Commit Graph

31 Commits

Author SHA1 Message Date
João Valverde f78ebe1564 dfilter: Remove deprecated support for whitespace separator in sets 2021-10-31 09:13:18 +00:00
João Valverde e876d499d1 dfilter: Refactor some scanner patterns
Revert to the original design of having a single pattern to catch
everything as unparsed and also try to be less hackish and fragile
parsing "..".

Strings like "80..90" are tricky because it can be parsed as
INTEGER DOTDOT INTEGER or FLOAT FLOAT.
2021-10-29 17:33:28 +01:00
João Valverde c6b68b3ee2 dfilter: Need to check validity of LHS of "matches" expression
Fixes #17690, a crash on a failed assertion.
2021-10-28 16:26:36 +00:00
João Valverde 2183738ef2 dfilter: Add support for comma as set separator
Deprecate the usage of significant whitespace to separate set elements
(or anywhere else for that matter). This will make the implementation
simpler and cleaner and the language more expressive and user-friendly.
2021-10-28 04:11:05 +00:00
João Valverde 0839f05bf7 tests/dfilter: Move deprecated to syntax group 2021-10-27 07:42:23 +00:00
João Valverde 0abe10e040 dfilter: Fix "!=" relation to be free of contradictions
Wireshark defines the relation of equality A == B as
A any_eq B <=> An == Bn for at least one An, Bn.
More accurately I think this is (formally) an equivalence
relation, not true equality.

Whichever definition for "==" we choose we must keep the
definition of "!=" as !(A == B), otherwise it will
lead to logical contradictions like (A == B) AND (A != B)
being true.

Fix the '!=' relation to match the definition of equality:
  A != B <=> !(A == B) <=> A all_ne B <=> An != Bn, for
every n.

This has been the recomended way to write "not equal" for a
long time in the documentation, even to the point where != was
deprecated, but it just wasn't implemented consistently in the
language, which has understandably been a persistent source
of confusion. Even a field that is normally well-behaved
with "!=" like "ip.src" or "ip.dst" will produce unexpected
results with encapsulations like IP-over-IP.

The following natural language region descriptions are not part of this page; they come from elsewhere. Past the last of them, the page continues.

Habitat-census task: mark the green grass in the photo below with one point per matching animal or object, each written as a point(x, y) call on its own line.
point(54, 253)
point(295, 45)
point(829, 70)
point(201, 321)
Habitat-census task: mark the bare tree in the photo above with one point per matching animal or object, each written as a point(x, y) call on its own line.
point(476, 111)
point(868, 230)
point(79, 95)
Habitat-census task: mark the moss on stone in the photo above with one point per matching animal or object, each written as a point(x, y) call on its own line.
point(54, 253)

The opcode ALL_NE could have been implemented in the compiler
instead using NOT and ANY_EQ but I chose to implement it in
bytecode. It just seemed more elegant and efficient
but the difference was not very significant.

Keep around "~=" for any_ne relation, in case someone depends
on that, and because we don't have an operator for true equality:
  A strict_equal B <=> A all_eq B <=> !(A any_ne B).
If there is only one value then any_ne and all_ne are the same
comparison operation.

Implementing this change did not require fixing any tests so it
is unlikely the relation "~=" (any_ne) will be very useful.

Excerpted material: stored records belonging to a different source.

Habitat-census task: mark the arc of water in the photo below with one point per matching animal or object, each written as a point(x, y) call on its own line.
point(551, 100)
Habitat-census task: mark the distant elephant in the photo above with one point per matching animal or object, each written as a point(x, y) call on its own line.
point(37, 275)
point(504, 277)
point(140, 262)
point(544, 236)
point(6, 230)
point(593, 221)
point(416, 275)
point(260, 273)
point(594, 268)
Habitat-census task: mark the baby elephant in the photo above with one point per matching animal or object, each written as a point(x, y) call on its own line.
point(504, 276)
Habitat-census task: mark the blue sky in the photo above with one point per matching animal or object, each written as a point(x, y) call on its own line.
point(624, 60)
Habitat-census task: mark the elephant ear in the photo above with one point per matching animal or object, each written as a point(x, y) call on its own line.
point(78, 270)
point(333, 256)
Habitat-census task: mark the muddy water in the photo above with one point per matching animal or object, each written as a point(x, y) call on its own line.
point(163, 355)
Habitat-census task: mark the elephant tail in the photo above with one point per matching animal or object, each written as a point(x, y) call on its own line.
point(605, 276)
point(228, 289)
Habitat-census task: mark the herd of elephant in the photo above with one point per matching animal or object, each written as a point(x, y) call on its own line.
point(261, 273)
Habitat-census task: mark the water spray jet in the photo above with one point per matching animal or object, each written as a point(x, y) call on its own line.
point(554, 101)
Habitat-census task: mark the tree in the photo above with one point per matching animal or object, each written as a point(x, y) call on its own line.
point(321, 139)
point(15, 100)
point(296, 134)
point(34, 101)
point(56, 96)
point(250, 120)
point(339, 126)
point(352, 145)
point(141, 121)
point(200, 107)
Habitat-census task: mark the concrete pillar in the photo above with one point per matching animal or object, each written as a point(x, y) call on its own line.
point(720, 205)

Note that the behaviour of the '<' (less than) comparison relation
is a separate, more subtle issue. In the general case the definition
of '<' that is used is only a partial order.
2021-10-24 06:55:54 +00:00
João Valverde e8800ff3c4 dfilter: Add a thin encapsulation layer for REs 2021-10-18 12:09:36 +00:00
João Valverde 2e048df011 dfilter: Improve error message for "matches"
Should be more obvious that this error is caused
by a string syntax error and not something else.
2021-10-18 12:09:36 +00:00
João Valverde a975d478ba dfilter: Require double-quoted strings with "matches"
Matches is a special case that looks on the RHS and tries
to convert every unparsed value to a string, regardless
of the LHS type. This is not how types work in the display
filter. Require double-quotes to avoid ambiguity, because
matches doesn't follow normal Wireshark display filter
type rules. It doesn't need nor benefit from the flexibility
provided by unparsed strings in the syntax.

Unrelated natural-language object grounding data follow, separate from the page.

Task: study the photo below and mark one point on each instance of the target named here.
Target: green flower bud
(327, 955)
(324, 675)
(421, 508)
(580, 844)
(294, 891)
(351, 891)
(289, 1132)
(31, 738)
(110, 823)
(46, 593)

For matches the RHS is always a literal strings except
if the RHS is also a field name, then it complains of an
incompatible type. This is confusing. No type can be compatible
because no type rules are ever considered. Every unparsed value is
a text string except if it happens to coincide with a field
name it also requires double-quoting or it throws a syntax error,
just to be difficult. We could remove this odd quirk but requiring
double-quotes for regular expressions is a better, more elegant
fix.

Before:
  Filter: tcp matches "udp"

  Constants:
  00000 PUT_PCRE	udp -> reg#1

  Instructions:
  00000 READ_TREE		tcp -> reg#0
  00001 IF-FALSE-GOTO	3
  00002 ANY_MATCHES	reg#0 matches reg#1
  00003 RETURN

  Filter: tcp matches udp

  Constants:
  00000 PUT_PCRE	udp -> reg#1

  Instructions:
  00000 READ_TREE		tcp -> reg#0
  00001 IF-FALSE-GOTO	3
  00002 ANY_MATCHES	reg#0 matches reg#1
  00003 RETURN

  Filter: tcp matches udp.srcport
  dftest: tcp and udp.srcport are not of compatible types.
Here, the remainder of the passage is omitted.